Ese argumento sirve al PP para culpar a Vox del fracaso de ambos a la hora de echar a Sánchez de La Moncloa: no solo no ha obtenido los escaños que le faltaban a Feijóo para completar mayoría, sino que ha dividido al electorado de derechas y ha espantado al votante moderado con su guerra contra la bandera LGTBI en campaña electoral o el anuncio de Abascal de que, si él llegaba al Gobierno, Cataluña reviviría días de tensión peores que los de 2017, en pleno clímax soberanista. Además, la proximidad de Vox se ha demostrado tóxica para el PP, al hacer imposible cualquier acuerdo con partidos como el PNV.
Los pactos territoriales, tras las elecciones autonómicas y municipales del 28-M, lejos de fraguar una alianza sólida y generar un clima de confianza entre los dos partidos de la derecha, se han convertido en una fuente permanente de fricción y recelos. Hoy PP y Vox gobiernan juntos en cuatro comunidades —Castilla y León, Comunidad Valenciana, Extremadura y Aragón (sin contar Baleares, donde los ultras no están en el Ejecutivo, pero sí en los consejos insulares)—, en las que residen más de 10 millones de personas. Además, comparten la gestión de unos 140 ayuntamientos. A pesar de tener tantos intereses en común, la única imagen que existe de Feijóo y Abascal juntos es en la tribuna de invitados del desfile del pasado 12 de octubre en Madrid, donde los reunió el protocolo. Sus citas no se han hecho públicas y solo se han conocido a posteriori, como si se tratara de una relación vergonzante.
La formación de los gobiernos autonómicos de coalición no ha respondido a un acuerdo general, sino a un permanente tira y afloja en el que la actitud del PP se ha caracterizado por sus vaivenes, entre la firmeza y la concesión. El caso más llamativo fue el de la nueva presidenta extremeña, María Guardiola, quien pasó de acusar a Vox de negar la violencia machista y deshumanizar a los inmigrantes a meterlo en su Gobierno.
Tratando de poner orden en el rompecabezas de pactos de sus barones territoriales, Feijóo defendió los gobiernos de coalición con Vox donde los votos de los diputados ultras fueran necesarios para elegir presidente, pero no en las instituciones en las que bastara con su abstención. Este criterio duró solo unos días y saltó por los aires en Aragón, cuando el popular Jorge Azcón entregó una vicepresidencia y dos consejerías a los ultras.
El último muro de resistencia es Murcia, donde el reloj corre hacia el 7 de septiembre, fecha límite para repetir elecciones si ninguno de los dos partidos cede, lo que parece improbable dado lo enconadas que están las posiciones.
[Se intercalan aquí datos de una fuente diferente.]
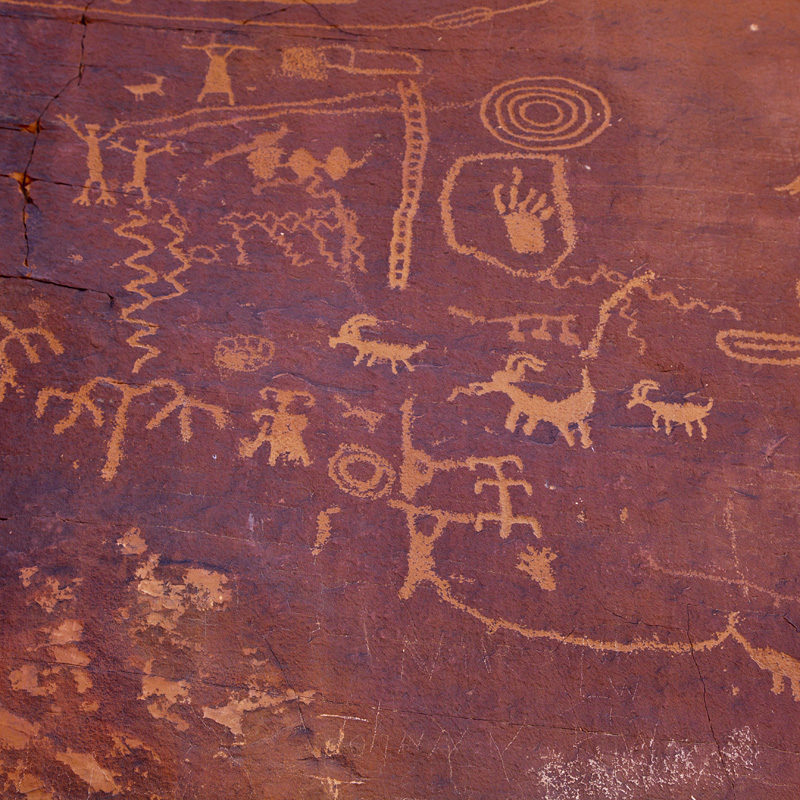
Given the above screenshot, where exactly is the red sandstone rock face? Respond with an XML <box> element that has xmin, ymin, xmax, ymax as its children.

Si se celebran, serán unas elecciones a cara de perro, una guerra civil en la derecha, que dirimirá si el PP se ve forzado a admitir a Vox como socio indeseable o puede reducirlo a la irrelevancia y prescindir de él. “Feijóo actúa como si Vox no existiese pero, como en el cuento de Monterroso, cuando se despierte, todavía estará allí”, vaticina un político que ha pasado por ambos partidos.